Si jusqu’à récemment nous admirions au Musée du Prado l’Ecce Homo du Caravage découvert en 2021, déclaré bien inexportable d’intérêt culturel (BIC) et acheté par un collectionneur britannique pour 35 millions, c’est désormais la Gallerie Nazionali di Arte Antica de Rome qui montre le Portrait de Monseigneur Maffeo Barberini, la dernière attribution au maître du baroque.
Depuis ce samedi et jusqu’au 23 février prochain, ce portrait, qui montre Maffeo Barberini assis dans un fauteuil en bois, le corps légèrement tourné vers la gauche, est exposé au public pour la première fois au Palais Barberini. Il s’agit d’un prêt historique provenant d’une collection privée.
Dans le tableau, un rayon de lumière l’éclaire intensément dans une pièce très dépouillé et sobre. Le monseigneur, âgé d’une trentaine d’années, porte une casquette et une soutane sans manches dans les tons verts sur une tunique blanche plissée. Son bras gauche repose sur l’accoudoir de la chaise et il tient à la main une lettre pliée, tandis qu’au premier plan la lumière éclaire un rouleau de documents posé sur la chaise.
L’expression impatiente de son visage, sa bouche entrouverte et le geste un peu brusque qu’il fait de la main droite, coupant l’espace, laissent penser qu’il s’agit d’un personnage vivant occupé à donner un ordre à quelqu’un hors champ. L’élégante expérimentation chromatique, la disposition de la figure en diagonale par rapport au fond, les contrastes entre clair et foncé, la forme des mains arrondies, la luminosité de la peau et la façon dont les yeux sont peints avec un coup de pinceau blanc. ajouter de l’intensité au regard du sujet sont des traits distinctifs du style caractéristique de Merisi, comme l’ont noté les critiques.
En quelques coups de pinceau, le Caravage dresse un portrait émouvant et révèle l’humeur et la personnalité de son sujet, un intellectuel issu des plus hautes sphères sociales, monumental en sa présence, mais assez libre de rhétorique.
Rendu connu pour la première fois par Roberto Longhi dans son article Il vero ‘Maffeo Barberini’ du Caravage, publié dans la revue Paragone en 1963, le portrait a été présenté comme une œuvre clé pour comprendre le Caravage en tant que portraitiste, comblant une lacune notable dans la période romaine de l’œuvre du maître, puisque ses portraits sont extrêmement rares et presque tous ont été perdus ou détruits.
Selon Longhi, l’œuvre, découverte à Rome sans aucune documentation, a appartenu pendant des siècles à la collection de la famille Barberini avant de se retrouver dans une collection privée, probablement lors de la dispersion du patrimoine dans les années 1930.
La récente publication de la correspondance entre Roberto Longhi et Giuliano Briganti (2021) a révélé que la découverte et l’attribution du portrait au Caravage ont été initialement faites par Briganti, qui a accordé à Longhi le droit de le publier.
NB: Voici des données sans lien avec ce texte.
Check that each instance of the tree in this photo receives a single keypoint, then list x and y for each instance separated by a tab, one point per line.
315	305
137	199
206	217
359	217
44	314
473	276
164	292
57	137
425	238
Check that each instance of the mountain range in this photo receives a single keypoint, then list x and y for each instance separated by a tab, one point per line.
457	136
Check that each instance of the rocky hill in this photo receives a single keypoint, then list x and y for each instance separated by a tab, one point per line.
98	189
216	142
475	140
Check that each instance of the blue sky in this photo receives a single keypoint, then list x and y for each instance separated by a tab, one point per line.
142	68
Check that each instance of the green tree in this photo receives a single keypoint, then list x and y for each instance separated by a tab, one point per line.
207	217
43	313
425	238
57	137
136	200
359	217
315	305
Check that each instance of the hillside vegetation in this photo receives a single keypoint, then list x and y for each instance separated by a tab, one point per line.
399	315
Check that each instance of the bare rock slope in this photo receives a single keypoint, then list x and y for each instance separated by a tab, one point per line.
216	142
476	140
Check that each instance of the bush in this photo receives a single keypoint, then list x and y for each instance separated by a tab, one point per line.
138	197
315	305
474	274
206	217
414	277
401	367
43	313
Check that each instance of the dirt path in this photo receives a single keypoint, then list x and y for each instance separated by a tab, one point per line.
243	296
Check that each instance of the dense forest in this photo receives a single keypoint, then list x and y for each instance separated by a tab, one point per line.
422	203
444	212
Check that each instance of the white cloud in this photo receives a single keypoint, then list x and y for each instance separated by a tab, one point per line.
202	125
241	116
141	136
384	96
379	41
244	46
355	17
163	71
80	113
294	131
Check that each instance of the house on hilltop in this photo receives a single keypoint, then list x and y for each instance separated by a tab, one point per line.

Dans une lettre du 2 juillet 1963, ce dernier confirme les faits, offrant à Briganti la possibilité de publier l’ouvrage.
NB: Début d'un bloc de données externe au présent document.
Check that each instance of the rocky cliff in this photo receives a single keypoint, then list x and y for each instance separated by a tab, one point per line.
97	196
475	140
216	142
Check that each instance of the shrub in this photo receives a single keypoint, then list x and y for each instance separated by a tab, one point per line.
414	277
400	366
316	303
En tout cas, Longhi a publié un article sur l’œuvre en septembre 1963 sans mentionner Briganti mais en louant le travail de restauration d’Alfredo De Sanctis. Federico Zeri a également reconnu l’attribution au Caravage. Dans la photothèque de l’Université de Bologne, une photographie du tableau des archives du Caravage porte au dos la signature de Zeri, indiquant qu’il provient du marchand et expert romain Sestieri, ancien conservateur de la galerie Barberini.
Depuis sa réapparition en 1963, l’œuvre a été unanimement reconnue par la critique pour ses traits stylistiques distinctifs et la qualité exceptionnelle du portrait ; Mia Cinotti, auteur de l’une des monographies les plus complètes du Caravage, datant de 1983, l’avait déjà incluse dans le catalogue Merisi après que le propriétaire lui ait permis d’examiner l’œuvre en profondeur.
Thomas Clement Salomon, directeur de la Gallerie Nazionali di Arte Antica, souligne que « c’est le tableau du Caravage que tout le monde voulait voir. Cela semblait impossible. « Nous sommes profondément fiers que les Gallerie Nazionali di Arte Antica aient réussi ce défi ambitieux : pour la première fois, ce chef-d’œuvre pourra être admiré par tous dans le Palais Barberini. »
Le caractère exceptionnel de ce prêt constitue une occasion unique d’admirer une œuvre qui n’a jamais été exposée au public et qui a toujours fait partie de la collection privée à laquelle elle continue d’appartenir. Cette exposition constitue un événement sans précédent, d’un intérêt extraordinaire tant pour les chercheurs/experts que pour le public.